Presseschau zu Van der Bellens Sieg Widerlegte Dominotheorie

Frankfurter Allgemeine Zeitung: Widerlegte Dominotheorie

"... Van der Bellens Sieg scheint die neue Dominotheorie zu widerlegen, nach der ein westliches Land nach dem anderen in die Hände von Rechtspopulisten fällt. ... Aber ganz so einfach war das sowieso nie. ... In Großbritannien gab es noch nie große Mehrheiten für die EU-Mitgliedschaft .... In Amerika war Clinton eine sehr zwiespältige und von Skandalen belastete Kandidatin .... Und in Österreich ist die FPÖ keine neue politische Bewegung, sondern eine etablierte Partei, die schon an mehreren Regierungen beteiligt war.

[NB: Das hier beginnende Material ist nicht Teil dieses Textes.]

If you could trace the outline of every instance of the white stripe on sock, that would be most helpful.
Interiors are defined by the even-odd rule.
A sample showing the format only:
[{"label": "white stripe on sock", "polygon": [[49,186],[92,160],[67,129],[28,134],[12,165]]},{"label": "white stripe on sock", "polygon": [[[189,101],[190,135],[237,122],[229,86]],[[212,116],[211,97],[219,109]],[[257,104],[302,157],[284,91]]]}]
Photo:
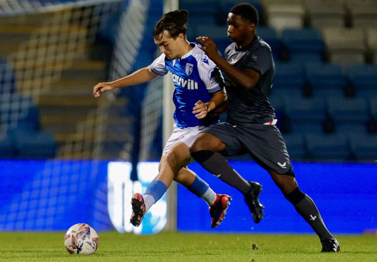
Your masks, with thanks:
[{"label": "white stripe on sock", "polygon": [[156,202],[155,202],[155,198],[153,196],[149,194],[146,194],[143,196],[144,199],[144,203],[145,204],[145,213],[146,213],[148,210]]},{"label": "white stripe on sock", "polygon": [[204,199],[210,206],[211,206],[216,201],[216,193],[212,188],[208,187],[204,194],[202,196],[202,198]]}]

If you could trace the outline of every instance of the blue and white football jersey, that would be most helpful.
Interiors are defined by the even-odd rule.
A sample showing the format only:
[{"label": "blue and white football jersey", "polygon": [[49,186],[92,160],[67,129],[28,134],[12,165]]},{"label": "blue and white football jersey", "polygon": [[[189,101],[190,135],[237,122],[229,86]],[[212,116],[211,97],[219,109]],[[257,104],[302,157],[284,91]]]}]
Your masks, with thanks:
[{"label": "blue and white football jersey", "polygon": [[207,116],[198,119],[192,113],[193,108],[199,100],[206,103],[211,93],[221,90],[224,80],[221,72],[195,43],[194,47],[180,59],[169,60],[162,54],[150,65],[152,70],[164,75],[170,71],[175,90],[173,101],[175,105],[173,115],[177,126],[184,128],[198,126],[207,126],[219,123],[219,117]]}]

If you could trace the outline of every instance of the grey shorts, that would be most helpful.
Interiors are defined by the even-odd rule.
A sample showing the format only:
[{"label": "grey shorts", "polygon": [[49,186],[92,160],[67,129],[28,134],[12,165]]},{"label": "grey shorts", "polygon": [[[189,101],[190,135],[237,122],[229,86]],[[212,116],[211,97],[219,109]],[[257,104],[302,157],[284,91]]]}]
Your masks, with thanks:
[{"label": "grey shorts", "polygon": [[221,123],[205,127],[203,132],[220,139],[226,146],[221,154],[248,154],[259,165],[278,174],[294,176],[285,142],[275,125],[256,124],[251,127]]}]

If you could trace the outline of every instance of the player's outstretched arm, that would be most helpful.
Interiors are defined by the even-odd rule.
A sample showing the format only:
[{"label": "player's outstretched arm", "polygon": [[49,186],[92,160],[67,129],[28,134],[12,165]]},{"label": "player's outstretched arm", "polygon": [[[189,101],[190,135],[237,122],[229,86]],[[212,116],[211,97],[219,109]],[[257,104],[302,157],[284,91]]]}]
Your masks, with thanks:
[{"label": "player's outstretched arm", "polygon": [[229,64],[219,54],[216,44],[209,37],[199,37],[196,40],[203,46],[199,48],[205,52],[208,57],[234,83],[243,87],[245,90],[250,90],[255,86],[261,77],[259,73],[251,69],[241,71]]},{"label": "player's outstretched arm", "polygon": [[135,71],[130,75],[112,82],[100,83],[93,89],[93,94],[98,97],[101,93],[105,91],[126,86],[135,86],[147,82],[157,77],[158,75],[154,73],[150,68],[150,66]]},{"label": "player's outstretched arm", "polygon": [[192,109],[192,113],[198,119],[205,117],[210,111],[215,110],[223,106],[227,101],[227,95],[222,90],[213,93],[211,100],[207,103],[199,100],[195,104]]}]

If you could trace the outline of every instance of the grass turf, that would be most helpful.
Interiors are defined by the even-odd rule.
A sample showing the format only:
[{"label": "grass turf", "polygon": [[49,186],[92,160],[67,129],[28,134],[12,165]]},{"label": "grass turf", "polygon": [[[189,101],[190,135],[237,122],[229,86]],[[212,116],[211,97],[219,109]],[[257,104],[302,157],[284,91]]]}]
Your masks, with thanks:
[{"label": "grass turf", "polygon": [[314,236],[99,235],[97,252],[80,256],[66,250],[64,233],[0,233],[0,261],[377,261],[375,235],[339,236],[338,253],[320,253],[320,243]]}]

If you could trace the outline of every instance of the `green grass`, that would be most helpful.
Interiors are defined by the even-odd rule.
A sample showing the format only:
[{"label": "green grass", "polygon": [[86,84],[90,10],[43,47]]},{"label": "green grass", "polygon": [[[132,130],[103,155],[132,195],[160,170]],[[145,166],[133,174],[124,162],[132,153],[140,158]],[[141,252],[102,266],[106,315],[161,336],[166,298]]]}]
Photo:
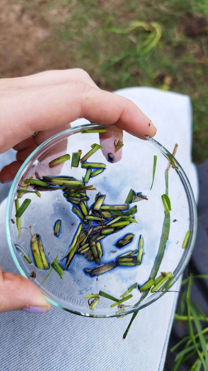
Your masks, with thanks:
[{"label": "green grass", "polygon": [[[188,12],[208,17],[205,0],[21,2],[35,14],[41,12],[47,23],[50,36],[39,46],[46,68],[83,68],[100,87],[110,91],[137,85],[189,95],[193,160],[198,162],[208,157],[207,29],[191,37],[183,30]],[[142,27],[110,32],[111,26],[124,30],[135,21],[156,22],[161,29],[160,39],[147,52],[144,45],[149,45],[150,33]]]}]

Die Niederlage ihres Kandidaten bedeutet sicher nicht, dass die FPÖ und ihre Themen in absehbarer Zeit ... verschwinden werden. ... Man sollte Van der Bellens Wahlsieg als Entscheidung gegen Hofer verstehen, aber nicht als Rückbesinnung einer ganzen Nation auf die Ideale des linksliberalen "juste milieu"."

Berliner Zeitung: Verlust der Mitte

"Österreich hat gewählt, aber das Land wird nicht einfach zur politischen Normalität zurückkehren können. Es gibt sie zwischen Salzburg, Klagenfurt, Graz und Wien schlicht nicht mehr. Der sich als smarter Siegertyp inszenierende FPÖ-Kandidat Norbert Hofer hat es bei der Mission, seinem rechtspopulistischen Weltbild ein freundliches Antlitz zu verleihen, sehr weit gebracht. Nicht erst in diesem Präsidentschaftswahlkampf hat Österreich seine politische Mitte verloren. Die einstigen Volksparteien SPÖ und ÖVP waren zuletzt nur noch Randerscheinungen bei der Disziplin, einen tragfähigen gesellschaftlichen Konsens zu formulieren. Alexander van der Bellen kommt nun die schwierige Aufgabe zu, der politischen Kultur seines Landes wieder zu mehr Akzeptanz zu verhelfen."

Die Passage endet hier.